TCS Quickstart
Tightly Coupled System (TCS) | |
---|---|
Installed | Jan 2009 |
Operating System | AIX 5.3 |
Number of Nodes | 102 (3264 cores) |
Interconnect | Infiniband (4 DDR/node) |
Ram/Node | 128 GB (256 on 2 nodes) |
Cores/Node | 32 (64 threads) |
Login/Devel Node | tcs01, tcs02 (from login.scinet) |
Vendor Compilers | xlc (C) xlf (fortran) xlC (C++) |
Queue Submission | LoadLeveler |
Specifications
The TCS is a cluster of `fat' (high-memory, many-core) IBM Power 575 nodes (with 4.7GHz Power 6 processors) on a very fast Infiniband connection. It has a relatively small number of cores (~3000) and so is dedicated for jobs that require such a large memory / low latency configuration. Jobs need to use multiples of 32 cores (a node), and are submitted to a queuing system that allows jobs with a maximum wall time of 48 hours.
Login
First login via SSH with your SciNet account at login.scinet.utoronto.ca.
Compile/Devel node
From the scinet login nodes, you can ssh to tcs01 or tcs02 to compile jobs and submit them to the queue. These machines have the same configuration as the compute nodes, so what works here should work for your run.

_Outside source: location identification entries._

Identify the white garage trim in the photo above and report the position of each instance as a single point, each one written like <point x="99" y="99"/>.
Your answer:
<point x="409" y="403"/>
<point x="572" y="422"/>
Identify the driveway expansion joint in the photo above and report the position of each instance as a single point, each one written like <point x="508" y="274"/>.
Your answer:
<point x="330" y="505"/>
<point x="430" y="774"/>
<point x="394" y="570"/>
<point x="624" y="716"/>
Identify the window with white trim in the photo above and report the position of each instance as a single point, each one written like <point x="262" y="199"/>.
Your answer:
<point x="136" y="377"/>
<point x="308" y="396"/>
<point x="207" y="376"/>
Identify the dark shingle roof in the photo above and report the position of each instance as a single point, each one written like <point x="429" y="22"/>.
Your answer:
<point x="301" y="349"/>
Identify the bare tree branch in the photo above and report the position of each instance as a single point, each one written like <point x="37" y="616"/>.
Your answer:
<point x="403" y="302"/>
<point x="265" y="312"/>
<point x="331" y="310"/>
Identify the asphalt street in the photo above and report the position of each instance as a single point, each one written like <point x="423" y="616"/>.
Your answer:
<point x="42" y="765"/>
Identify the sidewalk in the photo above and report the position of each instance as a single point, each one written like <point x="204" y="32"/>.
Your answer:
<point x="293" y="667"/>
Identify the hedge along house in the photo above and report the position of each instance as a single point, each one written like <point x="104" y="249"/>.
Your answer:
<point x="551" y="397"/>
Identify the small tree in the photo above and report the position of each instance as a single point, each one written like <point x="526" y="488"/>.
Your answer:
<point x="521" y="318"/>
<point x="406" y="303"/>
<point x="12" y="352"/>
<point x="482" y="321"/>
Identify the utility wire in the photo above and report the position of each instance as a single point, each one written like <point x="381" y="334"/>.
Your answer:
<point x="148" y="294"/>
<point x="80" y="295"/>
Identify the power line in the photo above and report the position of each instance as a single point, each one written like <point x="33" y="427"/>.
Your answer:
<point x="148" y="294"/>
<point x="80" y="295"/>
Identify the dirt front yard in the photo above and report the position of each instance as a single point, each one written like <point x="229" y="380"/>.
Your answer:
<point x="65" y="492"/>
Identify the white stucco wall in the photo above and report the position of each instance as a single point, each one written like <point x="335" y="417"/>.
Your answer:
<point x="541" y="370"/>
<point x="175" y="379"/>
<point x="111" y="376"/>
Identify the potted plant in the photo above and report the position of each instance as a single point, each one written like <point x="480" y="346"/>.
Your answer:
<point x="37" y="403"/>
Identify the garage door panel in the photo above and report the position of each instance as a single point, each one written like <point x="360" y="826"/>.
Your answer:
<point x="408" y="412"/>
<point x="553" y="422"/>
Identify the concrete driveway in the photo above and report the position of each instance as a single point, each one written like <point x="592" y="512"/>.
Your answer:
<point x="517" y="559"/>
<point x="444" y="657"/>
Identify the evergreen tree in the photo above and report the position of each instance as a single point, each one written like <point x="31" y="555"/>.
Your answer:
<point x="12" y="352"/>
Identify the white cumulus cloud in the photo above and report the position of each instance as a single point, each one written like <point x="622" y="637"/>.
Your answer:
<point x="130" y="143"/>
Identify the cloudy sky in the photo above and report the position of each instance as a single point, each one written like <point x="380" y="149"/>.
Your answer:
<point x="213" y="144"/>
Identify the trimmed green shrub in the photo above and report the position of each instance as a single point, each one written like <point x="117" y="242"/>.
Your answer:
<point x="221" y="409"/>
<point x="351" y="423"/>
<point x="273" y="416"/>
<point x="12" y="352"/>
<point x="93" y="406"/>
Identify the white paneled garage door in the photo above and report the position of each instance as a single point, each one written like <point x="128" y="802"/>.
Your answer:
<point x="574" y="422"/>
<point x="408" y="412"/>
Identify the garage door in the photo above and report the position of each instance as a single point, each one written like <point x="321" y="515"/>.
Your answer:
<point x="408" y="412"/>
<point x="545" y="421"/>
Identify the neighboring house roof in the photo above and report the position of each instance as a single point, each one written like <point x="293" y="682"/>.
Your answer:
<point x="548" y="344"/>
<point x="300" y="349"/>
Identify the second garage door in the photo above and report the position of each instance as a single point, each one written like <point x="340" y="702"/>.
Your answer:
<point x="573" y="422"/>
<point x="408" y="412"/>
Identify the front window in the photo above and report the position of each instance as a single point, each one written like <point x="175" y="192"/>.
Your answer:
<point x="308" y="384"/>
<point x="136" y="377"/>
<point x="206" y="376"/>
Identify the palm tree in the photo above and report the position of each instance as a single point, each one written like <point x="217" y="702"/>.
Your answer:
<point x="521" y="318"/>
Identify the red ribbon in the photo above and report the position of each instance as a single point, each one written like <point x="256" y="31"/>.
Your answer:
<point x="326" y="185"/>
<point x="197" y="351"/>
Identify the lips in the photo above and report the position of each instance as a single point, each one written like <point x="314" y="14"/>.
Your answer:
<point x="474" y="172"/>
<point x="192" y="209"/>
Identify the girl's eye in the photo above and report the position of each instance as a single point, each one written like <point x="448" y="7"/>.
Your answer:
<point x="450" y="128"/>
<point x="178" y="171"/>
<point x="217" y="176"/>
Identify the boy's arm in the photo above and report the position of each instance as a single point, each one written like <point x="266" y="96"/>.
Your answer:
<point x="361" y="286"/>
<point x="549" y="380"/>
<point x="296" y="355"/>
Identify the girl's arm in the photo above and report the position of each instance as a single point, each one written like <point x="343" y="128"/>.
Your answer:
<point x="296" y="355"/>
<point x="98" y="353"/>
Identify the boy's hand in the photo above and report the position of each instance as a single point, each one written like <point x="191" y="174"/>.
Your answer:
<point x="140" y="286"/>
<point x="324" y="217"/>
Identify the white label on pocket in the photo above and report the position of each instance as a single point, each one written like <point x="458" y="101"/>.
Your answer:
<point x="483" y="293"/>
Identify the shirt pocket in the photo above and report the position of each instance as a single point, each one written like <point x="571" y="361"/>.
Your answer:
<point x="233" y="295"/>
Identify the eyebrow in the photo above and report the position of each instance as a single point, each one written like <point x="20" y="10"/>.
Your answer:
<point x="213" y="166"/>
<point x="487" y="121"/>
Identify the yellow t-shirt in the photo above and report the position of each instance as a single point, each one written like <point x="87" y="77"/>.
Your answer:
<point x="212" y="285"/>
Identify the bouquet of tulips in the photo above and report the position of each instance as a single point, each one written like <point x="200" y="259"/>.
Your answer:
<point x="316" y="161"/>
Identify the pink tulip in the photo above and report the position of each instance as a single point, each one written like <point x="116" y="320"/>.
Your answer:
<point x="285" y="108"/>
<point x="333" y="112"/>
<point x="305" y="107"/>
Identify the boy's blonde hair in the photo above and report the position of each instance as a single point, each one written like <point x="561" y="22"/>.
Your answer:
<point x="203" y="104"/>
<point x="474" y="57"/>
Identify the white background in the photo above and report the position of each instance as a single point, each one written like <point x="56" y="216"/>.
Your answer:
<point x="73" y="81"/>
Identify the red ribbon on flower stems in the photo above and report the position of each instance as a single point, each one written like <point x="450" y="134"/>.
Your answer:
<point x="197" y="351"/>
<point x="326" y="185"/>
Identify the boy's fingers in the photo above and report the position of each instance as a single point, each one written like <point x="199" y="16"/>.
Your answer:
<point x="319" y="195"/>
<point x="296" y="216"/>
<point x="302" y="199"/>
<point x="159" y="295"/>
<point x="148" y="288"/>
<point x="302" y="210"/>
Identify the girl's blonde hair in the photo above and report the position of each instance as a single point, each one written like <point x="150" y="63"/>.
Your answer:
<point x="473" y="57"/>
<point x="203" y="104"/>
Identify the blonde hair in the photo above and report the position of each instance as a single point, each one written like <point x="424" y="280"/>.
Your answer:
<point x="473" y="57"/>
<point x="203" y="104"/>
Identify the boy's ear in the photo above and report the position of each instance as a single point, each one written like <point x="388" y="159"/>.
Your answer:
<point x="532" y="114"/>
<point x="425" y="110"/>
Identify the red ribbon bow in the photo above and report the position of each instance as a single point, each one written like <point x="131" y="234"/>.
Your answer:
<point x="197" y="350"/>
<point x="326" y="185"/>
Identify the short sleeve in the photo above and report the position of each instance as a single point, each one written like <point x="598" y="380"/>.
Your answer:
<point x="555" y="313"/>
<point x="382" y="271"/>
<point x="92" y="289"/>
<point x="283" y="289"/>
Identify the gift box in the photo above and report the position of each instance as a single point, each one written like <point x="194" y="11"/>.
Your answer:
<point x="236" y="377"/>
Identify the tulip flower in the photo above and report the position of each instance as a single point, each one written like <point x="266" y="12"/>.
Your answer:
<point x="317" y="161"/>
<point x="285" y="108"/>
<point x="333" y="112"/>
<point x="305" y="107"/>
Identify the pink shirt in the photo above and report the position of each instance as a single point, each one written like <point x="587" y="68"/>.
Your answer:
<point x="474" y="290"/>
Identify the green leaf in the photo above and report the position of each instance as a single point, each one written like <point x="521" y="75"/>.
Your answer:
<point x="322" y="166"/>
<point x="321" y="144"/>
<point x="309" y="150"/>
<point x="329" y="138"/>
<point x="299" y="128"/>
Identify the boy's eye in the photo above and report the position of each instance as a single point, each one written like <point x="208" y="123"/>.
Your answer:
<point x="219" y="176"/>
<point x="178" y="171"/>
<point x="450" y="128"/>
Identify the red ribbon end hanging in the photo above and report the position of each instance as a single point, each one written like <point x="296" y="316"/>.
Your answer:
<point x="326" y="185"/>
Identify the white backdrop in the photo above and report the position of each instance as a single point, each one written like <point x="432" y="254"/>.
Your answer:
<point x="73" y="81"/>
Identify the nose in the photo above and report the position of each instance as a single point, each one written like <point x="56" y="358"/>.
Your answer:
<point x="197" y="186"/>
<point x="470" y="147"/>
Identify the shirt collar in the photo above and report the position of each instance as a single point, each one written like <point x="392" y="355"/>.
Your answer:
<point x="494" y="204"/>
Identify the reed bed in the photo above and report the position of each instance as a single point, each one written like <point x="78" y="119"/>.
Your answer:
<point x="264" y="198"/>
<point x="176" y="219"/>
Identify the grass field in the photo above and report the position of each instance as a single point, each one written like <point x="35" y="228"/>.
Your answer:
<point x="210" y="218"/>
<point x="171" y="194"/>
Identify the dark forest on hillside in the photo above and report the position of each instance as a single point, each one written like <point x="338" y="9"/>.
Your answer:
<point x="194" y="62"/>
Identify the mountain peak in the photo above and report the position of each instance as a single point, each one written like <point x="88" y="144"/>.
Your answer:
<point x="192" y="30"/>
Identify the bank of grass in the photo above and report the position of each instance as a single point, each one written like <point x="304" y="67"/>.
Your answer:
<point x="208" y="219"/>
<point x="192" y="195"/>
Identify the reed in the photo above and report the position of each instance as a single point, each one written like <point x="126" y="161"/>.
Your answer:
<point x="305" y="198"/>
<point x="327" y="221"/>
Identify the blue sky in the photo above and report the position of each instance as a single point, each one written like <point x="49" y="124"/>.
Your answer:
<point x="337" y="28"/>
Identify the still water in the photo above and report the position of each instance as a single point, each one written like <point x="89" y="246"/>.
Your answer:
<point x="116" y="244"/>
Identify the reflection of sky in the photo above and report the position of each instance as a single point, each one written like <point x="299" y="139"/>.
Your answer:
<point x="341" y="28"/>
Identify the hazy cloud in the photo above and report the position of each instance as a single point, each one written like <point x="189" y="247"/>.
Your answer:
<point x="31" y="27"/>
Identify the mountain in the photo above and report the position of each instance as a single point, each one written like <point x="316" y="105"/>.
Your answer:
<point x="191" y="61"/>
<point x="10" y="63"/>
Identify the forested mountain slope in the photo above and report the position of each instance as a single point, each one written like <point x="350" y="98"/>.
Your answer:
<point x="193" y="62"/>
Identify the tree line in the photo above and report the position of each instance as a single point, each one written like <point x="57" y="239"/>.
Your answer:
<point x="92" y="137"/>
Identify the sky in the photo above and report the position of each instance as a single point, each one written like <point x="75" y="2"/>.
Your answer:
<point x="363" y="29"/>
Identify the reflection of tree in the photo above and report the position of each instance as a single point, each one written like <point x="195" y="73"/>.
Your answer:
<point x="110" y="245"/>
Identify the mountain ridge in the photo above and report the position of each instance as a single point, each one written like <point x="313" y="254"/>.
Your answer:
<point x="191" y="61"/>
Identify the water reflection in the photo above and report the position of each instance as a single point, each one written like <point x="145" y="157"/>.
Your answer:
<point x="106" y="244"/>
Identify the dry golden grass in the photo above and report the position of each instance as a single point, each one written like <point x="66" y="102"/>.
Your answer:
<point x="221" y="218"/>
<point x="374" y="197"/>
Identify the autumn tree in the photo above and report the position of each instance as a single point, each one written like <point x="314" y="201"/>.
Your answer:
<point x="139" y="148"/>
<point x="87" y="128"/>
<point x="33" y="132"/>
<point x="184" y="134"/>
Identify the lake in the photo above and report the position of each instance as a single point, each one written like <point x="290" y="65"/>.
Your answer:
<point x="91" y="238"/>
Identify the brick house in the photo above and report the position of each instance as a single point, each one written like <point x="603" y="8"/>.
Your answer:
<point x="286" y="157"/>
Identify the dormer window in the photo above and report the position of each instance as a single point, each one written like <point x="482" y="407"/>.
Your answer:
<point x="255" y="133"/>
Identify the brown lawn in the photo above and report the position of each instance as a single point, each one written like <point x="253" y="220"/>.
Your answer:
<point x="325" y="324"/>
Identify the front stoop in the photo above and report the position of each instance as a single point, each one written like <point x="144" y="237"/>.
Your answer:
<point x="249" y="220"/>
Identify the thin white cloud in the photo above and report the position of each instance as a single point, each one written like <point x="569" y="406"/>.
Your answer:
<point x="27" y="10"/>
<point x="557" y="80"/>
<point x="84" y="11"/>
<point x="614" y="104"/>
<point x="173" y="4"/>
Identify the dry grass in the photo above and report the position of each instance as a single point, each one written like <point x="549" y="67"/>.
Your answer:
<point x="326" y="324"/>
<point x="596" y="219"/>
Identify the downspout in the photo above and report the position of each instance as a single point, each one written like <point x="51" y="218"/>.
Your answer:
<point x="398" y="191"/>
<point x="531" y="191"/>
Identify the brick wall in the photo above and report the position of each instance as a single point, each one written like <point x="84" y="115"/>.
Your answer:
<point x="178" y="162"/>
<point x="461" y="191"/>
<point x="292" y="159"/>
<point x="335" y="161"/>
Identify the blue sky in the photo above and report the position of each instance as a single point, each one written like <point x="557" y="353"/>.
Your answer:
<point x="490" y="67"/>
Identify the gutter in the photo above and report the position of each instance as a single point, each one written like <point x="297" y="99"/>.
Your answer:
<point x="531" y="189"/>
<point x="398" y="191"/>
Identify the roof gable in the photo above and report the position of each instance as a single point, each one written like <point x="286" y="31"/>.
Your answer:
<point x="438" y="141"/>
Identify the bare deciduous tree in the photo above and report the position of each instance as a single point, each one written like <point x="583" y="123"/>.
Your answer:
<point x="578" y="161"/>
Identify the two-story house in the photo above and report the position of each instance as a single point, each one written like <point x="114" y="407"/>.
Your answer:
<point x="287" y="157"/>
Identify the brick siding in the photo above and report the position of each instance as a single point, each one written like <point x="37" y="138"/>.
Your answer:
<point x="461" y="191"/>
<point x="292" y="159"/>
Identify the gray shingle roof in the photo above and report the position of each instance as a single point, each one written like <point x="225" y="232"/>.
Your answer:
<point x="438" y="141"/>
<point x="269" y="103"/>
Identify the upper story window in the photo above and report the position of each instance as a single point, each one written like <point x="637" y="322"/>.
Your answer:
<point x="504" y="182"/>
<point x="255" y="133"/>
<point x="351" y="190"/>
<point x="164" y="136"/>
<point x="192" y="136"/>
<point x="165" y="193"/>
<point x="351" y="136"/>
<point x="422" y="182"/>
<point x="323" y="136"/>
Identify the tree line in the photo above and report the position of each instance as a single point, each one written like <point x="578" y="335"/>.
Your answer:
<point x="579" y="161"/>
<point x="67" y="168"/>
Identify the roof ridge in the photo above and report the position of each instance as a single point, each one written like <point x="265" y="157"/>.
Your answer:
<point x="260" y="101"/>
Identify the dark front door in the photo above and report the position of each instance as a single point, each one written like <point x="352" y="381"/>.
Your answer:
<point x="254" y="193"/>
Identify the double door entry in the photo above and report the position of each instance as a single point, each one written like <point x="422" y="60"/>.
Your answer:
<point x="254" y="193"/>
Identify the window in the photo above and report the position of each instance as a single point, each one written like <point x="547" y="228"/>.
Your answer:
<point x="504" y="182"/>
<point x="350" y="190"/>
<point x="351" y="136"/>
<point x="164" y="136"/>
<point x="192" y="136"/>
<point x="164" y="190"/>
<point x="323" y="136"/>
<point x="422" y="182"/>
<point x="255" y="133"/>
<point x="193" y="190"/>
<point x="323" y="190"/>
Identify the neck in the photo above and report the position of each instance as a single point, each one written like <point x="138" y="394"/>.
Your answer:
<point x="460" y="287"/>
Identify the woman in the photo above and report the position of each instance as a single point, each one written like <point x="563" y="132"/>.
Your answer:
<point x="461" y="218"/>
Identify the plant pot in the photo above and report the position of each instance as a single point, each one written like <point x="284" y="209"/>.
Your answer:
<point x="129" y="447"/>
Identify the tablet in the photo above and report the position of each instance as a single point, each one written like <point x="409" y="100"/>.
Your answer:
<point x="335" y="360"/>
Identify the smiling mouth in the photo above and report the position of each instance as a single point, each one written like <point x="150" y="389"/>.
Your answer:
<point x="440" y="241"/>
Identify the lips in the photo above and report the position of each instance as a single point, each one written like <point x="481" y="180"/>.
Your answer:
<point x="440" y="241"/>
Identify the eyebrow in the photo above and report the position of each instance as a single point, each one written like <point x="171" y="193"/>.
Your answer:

Note that access to the TCS is not enabled by default. We ask that people justify the need for this highly specialized machine. Contact us explaining the nature of your work if you want access to the TCS. In particular, applications should scale well to 64 processes/threads to run on this system.
Your home directory is in $HOME; you have 50GB there that is backed up. This directory is seen as read-only by the compute nodes! Thus, to run jobs, you'll use the $SCRATCH directory. Here, there is a large amount of disk space, but it is not backed up. Thus it makes sense to keep your codes in $HOME, compile there, and then run them in the $SCRATCH directory.
The IBM compilers are xlc/xlC/xlf for C/C++/Fortran. Documentation about them, including relevant compiler flags, can be found here. For OpenMP or other threaded applications, use the `reentrant-safe' versions of them, xlc_r, xlC_r, and xlf_r. For MPI applications, the scripts mpcc/mpCC/mpxlf are wrappers for the compilers which include the appropriate flags to use the IBM MPI libraries. Hybrid applications will need to use mpcc_r/mpCC_r/mpxlf_r.
To ensure that your code works before submitting it to the queue, you can interactively run short, small test jobs on tcs01 or tcs02; you can also run short, small jobs analyzing your data on these machines. Instructions can be found in the FAQ.
Node configuration
Each node has 16 processors, each with 2 independent cores. Thus, to fully utilize the node, at least 32 tasks are required. Because there are so few of these nodes compared to the GPC, jobs must use at least 32 tasks or they will be killed automatically.
In fact, the Power6 series of processors has a facility called Simultaneous Multi Threading (SMT) which allows two tasks to be very efficiently bound to each core. Because most applications spend a lot of time waiting for data from memory, this allows the second task to use the processor while the first is stuck waiting for memory, and vice versa. This requires no changes to the code, only running 64 rather than 32 tasks on the node. Real applications run by early users suggest that this gives a speedup of 1.4x to 1.9x for no user work at all!
There are 102 nodes, with a naming convention such that tcs-fFFnNN is the NNth node in rack FF. They each have 128GB of memory, save two large-memory nodes (tcs-f11n03 and n04) which have 256Gb.
Each node has 4 InfiniBand (IB) interfaces used for your codes data and message-passing traffic, and 2 Gig-E interfaces used for management purposes.
Compilation
We strongly suggest the use of at least the following compiler flags for MPI code:
-q64 -qhot -qarch=pwr6 -qtune=pwr6 -O3
For OpenMP (or hybrid) code, the recommended appropriate flags are slightly different:
-q64 -qhot -qarch=pwr6 -qtune=pwr6 -O4 -qsmp=omp
(with the (older) xl compilers, -O3 optimization is typically not good enough for OpenMP programs.)
The -qarch=pwr6 and -qtune=pwr6 flags ensure that the new executable will take advantage of new features of the Power6 architecture. -q64 generates 64-bit code, which can then take advantage of the large amount of memory on the nodes. -O3 is a moderately aggressive level of optimization, and -qhot enables `Higher Order Transformations' which include automatically using the ESSL and MASSV high-performance mathematics libraries. As with any new platform, compiler and new set of compilation flags, you should ensure that you are still getting the same answers on some well understood test problem with this configuration.
Note:
- You can try increasing the optimization level to -O5 (for mpi and for openmp code), but beware that compilation may be considerably longer.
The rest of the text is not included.